Tuesday, March 31, 2009

iDirt

One more natural Apple advertisement. In Patras as well...

Saturday, February 14, 2009

7-Zip vs WINRAR

WINRAR (current version: 3.80) was, and still is, popular. You can tell that by the number of people seeding the torrent of it's cracked version on The Pirate Bay (currently 2308 seeding versus 16 leeching). And people have got a reason to buy (or crack) such a program:
  • Very beautiful interface that can be themed.
  • High compression ratios.
  • Quite fast.
  • Supports multithreaded compression.
  • Supports archives with recovery records.
  • Portable version available.
  • Linux command line version available.
  • Available in 47 languages.
  • Supports creation of SFX RAR and ZIP archives
  • Full support for RAR and ZIP.
  • Extraction only support for the following 12 formats: CAB, ARJ, LZH, TAR, GZ, BZ2, ACE, UUE, JAR, ISO, 7Z, Z.
  • AES-128 encryption for RAR files.
  • Is programmed by a Russian, etc.
But WINRAR first of all is not free, neither in price nor free the way FSF means. It costs currently around $30.

On the other hand we have 7-Zip (current version: 4.65)
  • 7-Zip offers even better compression ratios.
  • 7-Zip is slower than WINRAR for some compression ratios but faster for others. (that's something I did not expect, keep on reading)
  • It is smaller in size.
  • Supports multithreaded compression.
  • There is also a portable version.
  • There is also Linux command line version.
  • It is available in 74 laguages. (Nice symmetry with WINRAR's 47 languages)
  • Supports creation of SFX archives in 7z format.
  • Offers full support of the following 5 formats: 7z, ZIP, GZIP, BZIP2 and TAR. The ZIP support offers higher compression ratios than that of WINRAR but no SFX support.
  • Offers extraction only support for the following 18 formats: ARJ, CAB, CHM, CPIO, DEB, DMG, HFS, ISO, LZH, LZMA, MSI, NSIS, RAR, RPM, UDF, WIM, XAR and Z.
  • AES-256 encryption both for 7z and ZIP files.
  • It is also programmed by a Russian ;-)
  • But, most importantly, 7-Zip is completely free and open source!
So what's the catch?

7-Zip used to be buggy and that's perhaps the reason why some people are afraid to use it. The latest versions are really stable. I haven't encountered any strange errors and I use 7-Zip a lot.

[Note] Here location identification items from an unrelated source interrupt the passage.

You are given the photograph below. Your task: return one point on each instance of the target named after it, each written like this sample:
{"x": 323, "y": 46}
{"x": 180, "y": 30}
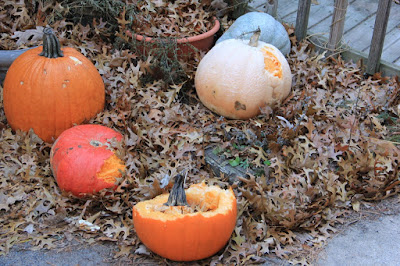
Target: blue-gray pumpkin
{"x": 272, "y": 31}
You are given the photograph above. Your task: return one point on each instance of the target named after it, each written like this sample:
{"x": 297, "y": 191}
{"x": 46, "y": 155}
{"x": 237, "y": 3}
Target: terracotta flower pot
{"x": 185, "y": 46}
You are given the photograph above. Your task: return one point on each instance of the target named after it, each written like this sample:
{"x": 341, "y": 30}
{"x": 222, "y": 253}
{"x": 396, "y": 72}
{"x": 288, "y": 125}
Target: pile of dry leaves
{"x": 313, "y": 158}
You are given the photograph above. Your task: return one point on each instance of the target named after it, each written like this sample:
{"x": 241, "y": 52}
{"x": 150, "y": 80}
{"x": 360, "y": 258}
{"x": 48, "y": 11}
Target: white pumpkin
{"x": 238, "y": 77}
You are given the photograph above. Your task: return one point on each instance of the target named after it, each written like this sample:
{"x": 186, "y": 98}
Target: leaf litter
{"x": 311, "y": 160}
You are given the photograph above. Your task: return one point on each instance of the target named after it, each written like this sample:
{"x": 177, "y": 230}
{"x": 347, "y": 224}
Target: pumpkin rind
{"x": 50, "y": 95}
{"x": 83, "y": 162}
{"x": 272, "y": 31}
{"x": 192, "y": 236}
{"x": 235, "y": 79}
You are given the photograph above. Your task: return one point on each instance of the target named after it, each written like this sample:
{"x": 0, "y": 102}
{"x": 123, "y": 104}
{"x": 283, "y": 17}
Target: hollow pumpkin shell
{"x": 235, "y": 79}
{"x": 191, "y": 236}
{"x": 83, "y": 161}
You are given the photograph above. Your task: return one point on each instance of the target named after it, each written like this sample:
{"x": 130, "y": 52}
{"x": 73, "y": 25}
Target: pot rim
{"x": 204, "y": 35}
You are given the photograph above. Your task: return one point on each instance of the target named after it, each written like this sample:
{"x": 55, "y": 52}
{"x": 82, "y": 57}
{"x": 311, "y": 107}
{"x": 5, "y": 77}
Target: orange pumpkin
{"x": 49, "y": 89}
{"x": 187, "y": 231}
{"x": 83, "y": 160}
{"x": 237, "y": 77}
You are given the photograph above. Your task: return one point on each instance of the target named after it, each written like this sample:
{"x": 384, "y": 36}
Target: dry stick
{"x": 337, "y": 27}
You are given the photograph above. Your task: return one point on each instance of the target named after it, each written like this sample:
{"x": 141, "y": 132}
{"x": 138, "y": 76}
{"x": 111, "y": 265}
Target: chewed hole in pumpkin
{"x": 111, "y": 170}
{"x": 272, "y": 64}
{"x": 206, "y": 202}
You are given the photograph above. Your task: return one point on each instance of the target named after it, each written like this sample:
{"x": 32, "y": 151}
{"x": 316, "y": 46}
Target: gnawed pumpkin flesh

7-Zip lacks some features like the recovery records. But do people need them nowadays?
The recovery records are used to recover data from damaged RAR archives. You definitely need those if you store backups on unreliable media. But from my experience most people backup on externals HD drives which if they fail, they fail completely. The recovery records are only useful when bad sectors emerge under the RAR file. They are also completely useless when you transfer RAR files over a P2P network such as Bittorrent since most (if not all) such networks have error correction algorithms in their clients, or will simply redownload bad pieces. In any case you could use PHPar2 to create recovery records for any file, including 7-Zip archives.

7-Zip's interface is simpler than that of WINRAR as you can see:

WINRAR
7-Zip

7-Zip Archive Creation
This is the window you will see every time you add files to an archive. It contains every option you will ever need to use. In addition to these, 7-Zip supports lots of advanced options which you will probably never use but if you ever want to, then read the command line parameters from the help file and add them to the Parameters text field on the above window.

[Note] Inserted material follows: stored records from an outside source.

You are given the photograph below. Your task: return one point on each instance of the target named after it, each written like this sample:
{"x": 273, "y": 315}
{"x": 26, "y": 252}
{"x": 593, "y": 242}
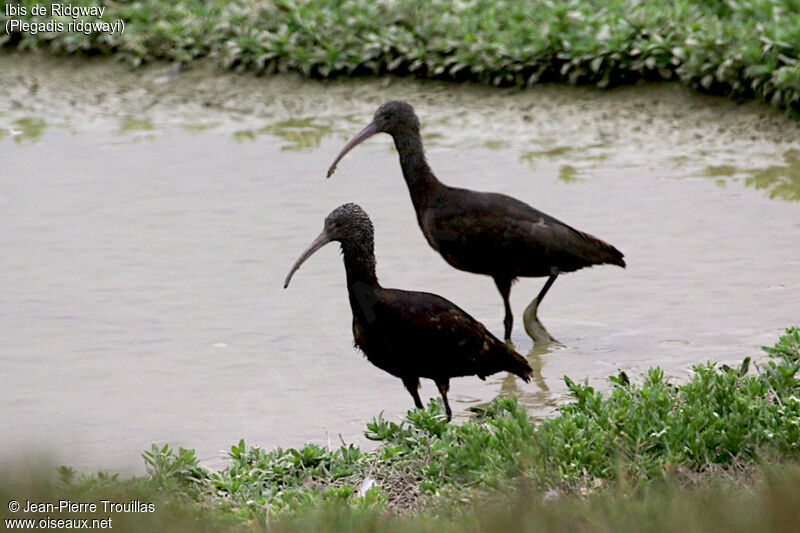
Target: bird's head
{"x": 393, "y": 117}
{"x": 345, "y": 224}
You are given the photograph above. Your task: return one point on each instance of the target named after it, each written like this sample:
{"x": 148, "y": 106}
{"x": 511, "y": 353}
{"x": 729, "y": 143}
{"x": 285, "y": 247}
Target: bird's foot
{"x": 533, "y": 327}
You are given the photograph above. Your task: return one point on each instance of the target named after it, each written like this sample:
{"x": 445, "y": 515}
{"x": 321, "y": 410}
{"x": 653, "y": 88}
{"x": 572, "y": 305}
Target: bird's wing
{"x": 435, "y": 330}
{"x": 501, "y": 228}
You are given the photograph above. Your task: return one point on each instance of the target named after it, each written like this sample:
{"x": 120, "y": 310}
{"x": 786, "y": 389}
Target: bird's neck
{"x": 422, "y": 183}
{"x": 362, "y": 283}
{"x": 359, "y": 263}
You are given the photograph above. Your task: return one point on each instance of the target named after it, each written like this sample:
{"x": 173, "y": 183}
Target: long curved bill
{"x": 362, "y": 135}
{"x": 318, "y": 243}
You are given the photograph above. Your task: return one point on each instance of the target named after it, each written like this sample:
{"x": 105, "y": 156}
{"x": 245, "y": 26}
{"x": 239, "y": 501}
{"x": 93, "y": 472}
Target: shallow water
{"x": 148, "y": 225}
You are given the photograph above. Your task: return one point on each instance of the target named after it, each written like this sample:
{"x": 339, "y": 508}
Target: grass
{"x": 744, "y": 49}
{"x": 720, "y": 452}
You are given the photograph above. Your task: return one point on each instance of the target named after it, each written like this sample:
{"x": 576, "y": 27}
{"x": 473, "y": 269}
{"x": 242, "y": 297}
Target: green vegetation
{"x": 745, "y": 49}
{"x": 718, "y": 453}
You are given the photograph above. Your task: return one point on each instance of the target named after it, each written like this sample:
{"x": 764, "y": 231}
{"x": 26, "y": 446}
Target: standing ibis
{"x": 483, "y": 232}
{"x": 409, "y": 334}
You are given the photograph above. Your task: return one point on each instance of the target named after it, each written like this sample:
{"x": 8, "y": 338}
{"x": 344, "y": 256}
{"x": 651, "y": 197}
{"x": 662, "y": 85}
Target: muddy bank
{"x": 85, "y": 94}
{"x": 150, "y": 219}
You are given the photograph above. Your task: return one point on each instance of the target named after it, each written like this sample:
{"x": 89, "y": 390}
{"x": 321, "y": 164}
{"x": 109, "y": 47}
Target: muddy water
{"x": 148, "y": 222}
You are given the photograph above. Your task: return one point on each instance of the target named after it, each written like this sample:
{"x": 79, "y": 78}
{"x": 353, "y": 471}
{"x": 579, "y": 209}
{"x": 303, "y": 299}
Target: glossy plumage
{"x": 409, "y": 334}
{"x": 483, "y": 232}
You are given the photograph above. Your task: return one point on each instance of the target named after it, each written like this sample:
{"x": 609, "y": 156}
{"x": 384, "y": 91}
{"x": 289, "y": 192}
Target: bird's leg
{"x": 412, "y": 384}
{"x": 504, "y": 286}
{"x": 444, "y": 386}
{"x": 533, "y": 327}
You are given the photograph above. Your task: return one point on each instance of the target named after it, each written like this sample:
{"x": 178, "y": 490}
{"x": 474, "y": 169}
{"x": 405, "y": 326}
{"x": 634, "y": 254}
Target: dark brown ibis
{"x": 408, "y": 334}
{"x": 483, "y": 232}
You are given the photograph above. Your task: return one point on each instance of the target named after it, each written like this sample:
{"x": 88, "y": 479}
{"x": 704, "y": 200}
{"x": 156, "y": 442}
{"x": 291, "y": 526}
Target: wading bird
{"x": 483, "y": 232}
{"x": 410, "y": 335}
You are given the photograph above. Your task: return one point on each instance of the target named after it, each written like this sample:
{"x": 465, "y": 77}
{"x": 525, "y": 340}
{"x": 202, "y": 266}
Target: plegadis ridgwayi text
{"x": 483, "y": 232}
{"x": 409, "y": 334}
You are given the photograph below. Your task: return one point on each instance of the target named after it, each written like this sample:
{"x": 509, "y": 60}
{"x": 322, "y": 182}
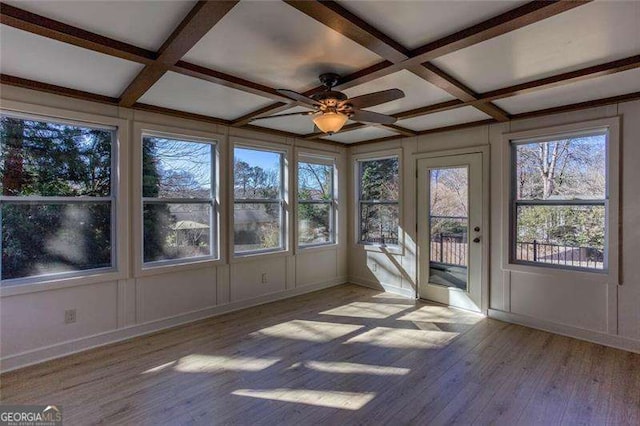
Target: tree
{"x": 564, "y": 169}
{"x": 57, "y": 160}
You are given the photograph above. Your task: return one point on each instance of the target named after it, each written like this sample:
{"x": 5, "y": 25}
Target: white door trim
{"x": 485, "y": 150}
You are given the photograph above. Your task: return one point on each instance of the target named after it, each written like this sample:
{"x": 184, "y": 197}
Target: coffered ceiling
{"x": 458, "y": 62}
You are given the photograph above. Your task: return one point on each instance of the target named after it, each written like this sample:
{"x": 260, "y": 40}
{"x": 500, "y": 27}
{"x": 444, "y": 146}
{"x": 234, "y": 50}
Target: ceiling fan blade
{"x": 372, "y": 117}
{"x": 299, "y": 97}
{"x": 376, "y": 98}
{"x": 283, "y": 115}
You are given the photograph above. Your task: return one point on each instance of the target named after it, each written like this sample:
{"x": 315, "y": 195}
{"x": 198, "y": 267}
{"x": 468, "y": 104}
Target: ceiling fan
{"x": 332, "y": 109}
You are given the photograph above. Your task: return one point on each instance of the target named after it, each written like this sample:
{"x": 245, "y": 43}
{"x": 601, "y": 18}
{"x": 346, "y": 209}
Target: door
{"x": 450, "y": 230}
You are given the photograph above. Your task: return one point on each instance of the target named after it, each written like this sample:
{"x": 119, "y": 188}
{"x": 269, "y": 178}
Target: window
{"x": 179, "y": 199}
{"x": 559, "y": 201}
{"x": 378, "y": 206}
{"x": 57, "y": 204}
{"x": 259, "y": 208}
{"x": 316, "y": 202}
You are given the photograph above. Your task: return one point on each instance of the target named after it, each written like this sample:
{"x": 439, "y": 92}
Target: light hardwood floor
{"x": 346, "y": 355}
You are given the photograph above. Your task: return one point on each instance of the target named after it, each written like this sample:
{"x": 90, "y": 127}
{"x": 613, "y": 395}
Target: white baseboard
{"x": 36, "y": 356}
{"x": 614, "y": 341}
{"x": 383, "y": 287}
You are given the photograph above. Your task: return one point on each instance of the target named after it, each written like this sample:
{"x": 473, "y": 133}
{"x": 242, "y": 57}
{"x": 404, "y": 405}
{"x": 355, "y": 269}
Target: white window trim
{"x": 142, "y": 269}
{"x": 355, "y": 216}
{"x": 612, "y": 125}
{"x": 120, "y": 196}
{"x": 318, "y": 157}
{"x": 287, "y": 177}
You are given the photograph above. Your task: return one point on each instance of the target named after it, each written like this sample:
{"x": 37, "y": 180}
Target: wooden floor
{"x": 346, "y": 355}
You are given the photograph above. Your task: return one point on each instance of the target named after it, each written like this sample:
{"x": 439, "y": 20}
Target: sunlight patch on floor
{"x": 352, "y": 368}
{"x": 213, "y": 364}
{"x": 313, "y": 331}
{"x": 318, "y": 398}
{"x": 441, "y": 314}
{"x": 159, "y": 368}
{"x": 401, "y": 338}
{"x": 367, "y": 310}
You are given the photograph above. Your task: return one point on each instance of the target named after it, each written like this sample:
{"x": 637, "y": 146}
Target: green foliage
{"x": 52, "y": 159}
{"x": 566, "y": 226}
{"x": 379, "y": 180}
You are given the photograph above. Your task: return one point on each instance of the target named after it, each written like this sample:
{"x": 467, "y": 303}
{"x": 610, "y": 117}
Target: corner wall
{"x": 32, "y": 325}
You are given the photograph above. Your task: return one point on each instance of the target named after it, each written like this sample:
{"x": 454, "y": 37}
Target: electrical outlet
{"x": 69, "y": 316}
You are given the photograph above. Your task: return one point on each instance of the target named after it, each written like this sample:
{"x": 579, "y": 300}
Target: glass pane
{"x": 176, "y": 169}
{"x": 572, "y": 168}
{"x": 379, "y": 223}
{"x": 53, "y": 159}
{"x": 257, "y": 226}
{"x": 257, "y": 174}
{"x": 39, "y": 239}
{"x": 448, "y": 224}
{"x": 176, "y": 231}
{"x": 314, "y": 223}
{"x": 379, "y": 180}
{"x": 561, "y": 235}
{"x": 315, "y": 182}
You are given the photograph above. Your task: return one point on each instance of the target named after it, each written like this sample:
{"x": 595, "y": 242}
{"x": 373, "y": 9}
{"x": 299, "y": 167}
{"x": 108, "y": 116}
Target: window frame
{"x": 609, "y": 126}
{"x": 117, "y": 200}
{"x": 285, "y": 234}
{"x": 357, "y": 160}
{"x": 213, "y": 201}
{"x": 321, "y": 159}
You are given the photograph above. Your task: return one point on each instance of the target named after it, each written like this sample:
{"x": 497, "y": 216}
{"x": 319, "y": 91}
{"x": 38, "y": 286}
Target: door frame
{"x": 485, "y": 151}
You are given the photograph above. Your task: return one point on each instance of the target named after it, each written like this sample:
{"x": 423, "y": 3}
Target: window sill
{"x": 544, "y": 269}
{"x": 377, "y": 248}
{"x": 318, "y": 247}
{"x": 160, "y": 268}
{"x": 248, "y": 257}
{"x": 55, "y": 283}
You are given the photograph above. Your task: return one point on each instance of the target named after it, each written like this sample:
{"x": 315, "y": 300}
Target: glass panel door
{"x": 449, "y": 226}
{"x": 450, "y": 222}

The most important thing in a compression program is the ratios it achieves and it's speed. I tested both programs, using their native format, on 4 different datasets using each of the 7 supported compression levels with solid archives on. Here are the results:

  1. Dataset 1: INSHAME folder. This is the directory where I keep the source code of my programs, the zipfiles that I distribute, some BMPs, and some other zipfiles. I usually backup this so I thought it would be nice for comparing the programs. I can't provide this dataset since it contains personal files.
    You can see the results by clicking here or take a look at this graph directly:

    As you can see WINRAR has the fastest compression while 7-Zip has the highest. WINRAR's Fastest and Fast compression beat 7-Zip's. But after Normal compression 7-Zip beats WINRAR's compression ratios for the same compression time.

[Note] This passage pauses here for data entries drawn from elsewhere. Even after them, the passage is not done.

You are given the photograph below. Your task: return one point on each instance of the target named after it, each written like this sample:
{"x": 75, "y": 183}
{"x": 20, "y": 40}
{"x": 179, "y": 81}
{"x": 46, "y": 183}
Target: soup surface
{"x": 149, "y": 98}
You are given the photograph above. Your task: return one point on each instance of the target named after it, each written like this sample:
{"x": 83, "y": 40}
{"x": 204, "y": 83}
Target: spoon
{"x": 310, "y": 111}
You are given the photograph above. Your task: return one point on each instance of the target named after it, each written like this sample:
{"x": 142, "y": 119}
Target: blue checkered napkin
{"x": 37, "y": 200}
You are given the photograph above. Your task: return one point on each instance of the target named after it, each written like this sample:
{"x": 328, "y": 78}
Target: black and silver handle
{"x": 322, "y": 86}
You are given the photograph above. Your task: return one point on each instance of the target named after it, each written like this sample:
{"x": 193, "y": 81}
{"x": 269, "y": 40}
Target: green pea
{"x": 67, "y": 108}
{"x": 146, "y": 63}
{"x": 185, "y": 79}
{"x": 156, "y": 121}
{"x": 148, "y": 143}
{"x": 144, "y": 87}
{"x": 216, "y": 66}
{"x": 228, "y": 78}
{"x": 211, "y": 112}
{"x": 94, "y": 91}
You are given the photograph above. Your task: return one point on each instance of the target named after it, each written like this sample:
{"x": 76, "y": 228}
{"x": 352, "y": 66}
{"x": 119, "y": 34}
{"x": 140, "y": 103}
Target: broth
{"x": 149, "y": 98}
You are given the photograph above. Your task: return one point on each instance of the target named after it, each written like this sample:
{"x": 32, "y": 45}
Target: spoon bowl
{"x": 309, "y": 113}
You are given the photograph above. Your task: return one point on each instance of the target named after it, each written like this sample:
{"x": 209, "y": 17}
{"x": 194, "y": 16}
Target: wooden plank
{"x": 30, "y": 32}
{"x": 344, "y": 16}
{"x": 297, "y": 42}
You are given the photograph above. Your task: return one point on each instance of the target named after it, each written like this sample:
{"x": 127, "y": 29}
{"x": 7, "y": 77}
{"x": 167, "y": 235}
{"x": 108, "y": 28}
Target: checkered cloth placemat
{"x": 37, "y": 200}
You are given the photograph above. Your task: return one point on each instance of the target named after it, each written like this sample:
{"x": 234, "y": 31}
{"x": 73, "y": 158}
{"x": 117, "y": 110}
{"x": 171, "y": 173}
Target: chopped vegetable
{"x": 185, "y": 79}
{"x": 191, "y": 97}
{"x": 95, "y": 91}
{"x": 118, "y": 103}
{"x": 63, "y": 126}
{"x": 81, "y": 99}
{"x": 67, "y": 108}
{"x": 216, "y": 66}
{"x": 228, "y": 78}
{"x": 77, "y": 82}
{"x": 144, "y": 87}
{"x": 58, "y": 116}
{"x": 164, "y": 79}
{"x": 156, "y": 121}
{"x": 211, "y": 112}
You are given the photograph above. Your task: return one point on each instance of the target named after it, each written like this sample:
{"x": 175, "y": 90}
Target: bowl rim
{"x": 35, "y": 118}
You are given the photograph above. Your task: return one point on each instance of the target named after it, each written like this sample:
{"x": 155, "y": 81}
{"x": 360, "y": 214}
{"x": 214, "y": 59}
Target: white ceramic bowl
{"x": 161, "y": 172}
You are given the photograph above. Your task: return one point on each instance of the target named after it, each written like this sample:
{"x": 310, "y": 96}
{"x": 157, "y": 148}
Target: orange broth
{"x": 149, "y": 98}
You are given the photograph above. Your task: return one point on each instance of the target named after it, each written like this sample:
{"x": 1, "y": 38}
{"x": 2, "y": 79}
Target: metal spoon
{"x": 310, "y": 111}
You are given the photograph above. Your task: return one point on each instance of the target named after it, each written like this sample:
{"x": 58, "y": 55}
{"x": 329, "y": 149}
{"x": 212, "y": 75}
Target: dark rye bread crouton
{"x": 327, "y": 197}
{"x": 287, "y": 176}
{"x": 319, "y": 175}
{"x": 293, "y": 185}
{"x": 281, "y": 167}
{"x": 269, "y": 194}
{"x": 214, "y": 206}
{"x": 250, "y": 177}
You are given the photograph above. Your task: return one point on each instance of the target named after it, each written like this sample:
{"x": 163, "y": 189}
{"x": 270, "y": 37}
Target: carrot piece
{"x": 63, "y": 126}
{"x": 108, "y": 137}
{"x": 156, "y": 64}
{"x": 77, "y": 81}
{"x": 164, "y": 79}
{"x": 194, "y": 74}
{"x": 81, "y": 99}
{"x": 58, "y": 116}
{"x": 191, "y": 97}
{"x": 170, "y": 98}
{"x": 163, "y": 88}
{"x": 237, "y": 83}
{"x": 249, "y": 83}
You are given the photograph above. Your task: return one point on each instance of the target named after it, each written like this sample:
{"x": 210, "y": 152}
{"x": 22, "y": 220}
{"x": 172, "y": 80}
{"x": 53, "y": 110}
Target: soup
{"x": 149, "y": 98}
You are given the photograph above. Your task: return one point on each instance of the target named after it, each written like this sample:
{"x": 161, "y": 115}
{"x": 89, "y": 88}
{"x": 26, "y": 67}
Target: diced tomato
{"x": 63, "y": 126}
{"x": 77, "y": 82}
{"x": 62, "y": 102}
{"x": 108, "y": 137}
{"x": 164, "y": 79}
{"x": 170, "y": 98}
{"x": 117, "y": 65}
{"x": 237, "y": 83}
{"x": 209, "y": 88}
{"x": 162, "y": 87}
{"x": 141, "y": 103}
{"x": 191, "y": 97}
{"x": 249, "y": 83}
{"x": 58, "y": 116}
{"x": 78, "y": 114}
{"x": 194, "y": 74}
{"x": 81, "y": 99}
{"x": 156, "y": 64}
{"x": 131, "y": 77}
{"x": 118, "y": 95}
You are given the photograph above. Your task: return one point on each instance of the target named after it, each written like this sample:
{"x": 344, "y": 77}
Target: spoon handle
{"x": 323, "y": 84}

  2. Dataset 2: Globulation 2 folder. Globulation 2 is an open source RTS game. This dataset is almost identical to the game folder after installing the game which available at their site but it is also available on demand (email me).
    You can see the results by clicking here or take a look at this graph directly:

    Although WINRAR has the fastest compression again, 7-Zip's Fastest and 7-Zip's Fast are better than what WINRAR would have accomplished in the same compression time (supposing that the time/size relation is linear.) Strangely, WINRAR's Good is faster than WINRAR's Normal and faster than what 7-Zip would have accomplished in the same compression time.

  3. Dataset 3: pup_save-Tritonio.2fs. I have installed Puppy Linux on my flash drive. This is the persistent storage file. I usually backup this in case it gets corrupted. This Dataset is available on demand (unless I have stored any passwords in there, in that case I will erase them before sending the file).
    You can see the results by clicking here or take a look at this graph directly:

    As always WINRAR offers the fastest possible compression. This time 7-Zip's Fastest offers better compression than what WINRAR would have accomplished in the same compression time. WINRAR's Fast, Normal and Good are better than what 7-Zip would have accomplished in the same compression time. WINRAR's Best is not as good as what 7-Zip would have offered in the same compression time. 7-Zip also offers the highest possible compression.

  4. Dataset 4: QEMU folder. This folders contains QEMU and QEMU Manager as it is available from their site. Since the dataset may contain some of my user settings, it is available on demand.
    You can see the results by clicking here or take a look at this graph directly:

    This time WINRAR is faster than what 7-Zip would have been in the same compression time. Still though 7-Zip offers the highest compression ratio if you are willing to spend some extra time.
I have heard that WINRAR is much faster than 7-Zip. But from what I saw that's not always the case. WINRAR's Fastest is always faster than 7-Zip's Fastest but has a much lower compression ratio. There are cases, though, where 7-Zip offers better ratios than what WINRAR would offer in the same time. Also in every case 7-Zip's Ultra offers the best compression ratio.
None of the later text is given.